Film franco-belge de Carine Tardieu (2024), avec Valeria Bruni Tedeschi, Pio Marmaï, Vimala Pons, Raphaël Quenard, César Botti, Catherine Mouchet, Marie-Christine Barrault, Mélissa Barbaud, Florence Muller, Éric Verdin, Lise Gervais, Nikita Faulon, Laurence Huby, Ike Ortiz, Carine Tardieu, Christine Defay, Sissi Duparc, Erwan Maillot, Izia Le Goff… 1h45. Sortie le 19 février 2025.
Pio Marmaï et César Botti
La singularité du cinquième film de Carine Tardieu consiste à adopter le point de vue d’un personnage dont le quotidien vibre au diapason de ses voisins immédiats, un couple dont la femme enceinte de son deuxième enfant va payer de sa vie celle de leur fille. Dès lors, cette adaptation de “L’intimité” d’Alice Ferney (Actes Sud, 2020), romancière dont Trần Anh Hùng avait déjà porté à l’écran “L'élégance des veuves” sous le titre Éternité (2016) s’attache à la résilience de ce papa poule contraint d’élever seul deux enfants dont l’aîné est celui d’un autre homme. Avec en contrepoint la complicité qui s’instaure entre le petit garçon de la défunte et la libraire féministe qui habite sur le même palier et se prend au jeu de cette maternité par procuration en assumant ce statut ingrat de consolatrice tout en essayant tant bien que mal de protéger son jardin secret. Un rôle de témoin où excelle comme jamais Valeria Bruni Tedeschi, par la position singulière qu’occupe son personnage dans un grand écart permanent entre drôlerie, émotion et pudeur.

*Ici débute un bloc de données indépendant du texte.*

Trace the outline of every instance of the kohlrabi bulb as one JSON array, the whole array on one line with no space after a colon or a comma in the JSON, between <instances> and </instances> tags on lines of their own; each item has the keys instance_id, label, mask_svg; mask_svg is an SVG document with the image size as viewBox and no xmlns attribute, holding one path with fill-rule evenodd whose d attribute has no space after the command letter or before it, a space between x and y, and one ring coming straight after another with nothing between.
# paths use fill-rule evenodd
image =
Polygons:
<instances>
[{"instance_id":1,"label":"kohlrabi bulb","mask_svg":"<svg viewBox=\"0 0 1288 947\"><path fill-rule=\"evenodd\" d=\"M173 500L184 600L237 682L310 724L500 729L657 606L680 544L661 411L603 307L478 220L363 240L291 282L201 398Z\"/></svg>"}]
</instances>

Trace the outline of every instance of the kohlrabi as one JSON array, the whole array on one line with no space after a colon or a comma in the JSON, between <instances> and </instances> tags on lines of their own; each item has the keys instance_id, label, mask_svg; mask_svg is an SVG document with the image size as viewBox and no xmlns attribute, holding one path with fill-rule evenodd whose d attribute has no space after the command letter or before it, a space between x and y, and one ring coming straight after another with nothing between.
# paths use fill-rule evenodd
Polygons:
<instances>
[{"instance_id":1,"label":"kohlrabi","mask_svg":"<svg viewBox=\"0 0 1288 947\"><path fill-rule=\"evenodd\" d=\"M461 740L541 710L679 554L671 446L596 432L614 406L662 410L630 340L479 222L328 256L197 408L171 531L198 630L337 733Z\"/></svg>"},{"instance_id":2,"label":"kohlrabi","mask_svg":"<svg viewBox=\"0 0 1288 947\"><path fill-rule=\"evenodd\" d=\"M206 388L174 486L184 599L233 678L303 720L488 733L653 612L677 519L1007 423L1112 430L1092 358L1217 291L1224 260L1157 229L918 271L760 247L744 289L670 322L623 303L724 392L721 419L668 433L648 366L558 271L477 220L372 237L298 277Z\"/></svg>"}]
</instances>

Nul doute que ce personnage compte d’ores et déjà parmi ceux qui marqueront à jamais sa carrière de comédienne. Elle a avoué que le seul fait de porter des lunettes en permanence pour la première fois de sa carrière avait modifié son regard, face au partenaire le plus redoutable quoi soit : un petit garçon qui a réponse à tout et beaucoup de questions à poser, mais aussi sa petite sœur dont la croissance scande le film, à l’image de ces toises qu’on dessine au crayon sur un mur afin de mesurer la taille de ses enfants voir de les comparer. Il émane des moindres détails de cette chronique une force de vie qui emporte tout sur son passage et nous renvoie toutes et tous à ce que nous avons été, sommes ou serons : des enfants, des parents, des grands-parents ou ces fameuses pièces rapportées sans lesquelles bien des familles seraient bancales.
Valeria Bruni Tedeschi
L’attachement jette un regard original sur les nouveaux rapports amoureux et tisse des relations toujours d’une incroyable justesse entre ses protagonistes. Cette étude de mœurs accorde en outre une importance particulière aux personnages secondaires en prenant systématiquement le temps de leur donner une véritable chair. Pio Marmaï fédère ainsi autour de lui une grand-mère toute en retenue campée par Catherine Mouchet et une autre moins impliquée qu’incarne Marie-Christine Barrault, une promesse d’avenir personnifiée par Vimala Pons, mais aussi un père volage interprété par le toujours surprenant Raphaël Quenard. Comme si Carine Tardieu reprenait à son compte l’héritage de Claude Sautet par sa capacité à réussir les scènes de groupe sans jamais perdre de vue aucun de ses personnages. La réalisatrice signe ainsi son film le plus abouti et dresse un portrait impressionniste de notre époque d’intense confusion, à l’aune des nouveaux désordres amoureux, des familles recomposées, sans pathos ni mélodrame, mais avec un souci constant de témoigner de l’air du temps qui donne envie de retrouver ces protagonistes dans quelques années pour savoir ce qu’ils seront devenus. À commencer évidemment par ces deux enfants si représentatifs de notre époque par leur capacité à absorber les aléas de la vie et parfois l’inconstance de leurs aînés censés les accompagner vers l’âge adulte, mais eux-mêmes souvent immatures. Rarement un film a aussi joliment justifié son titre que celui-ci.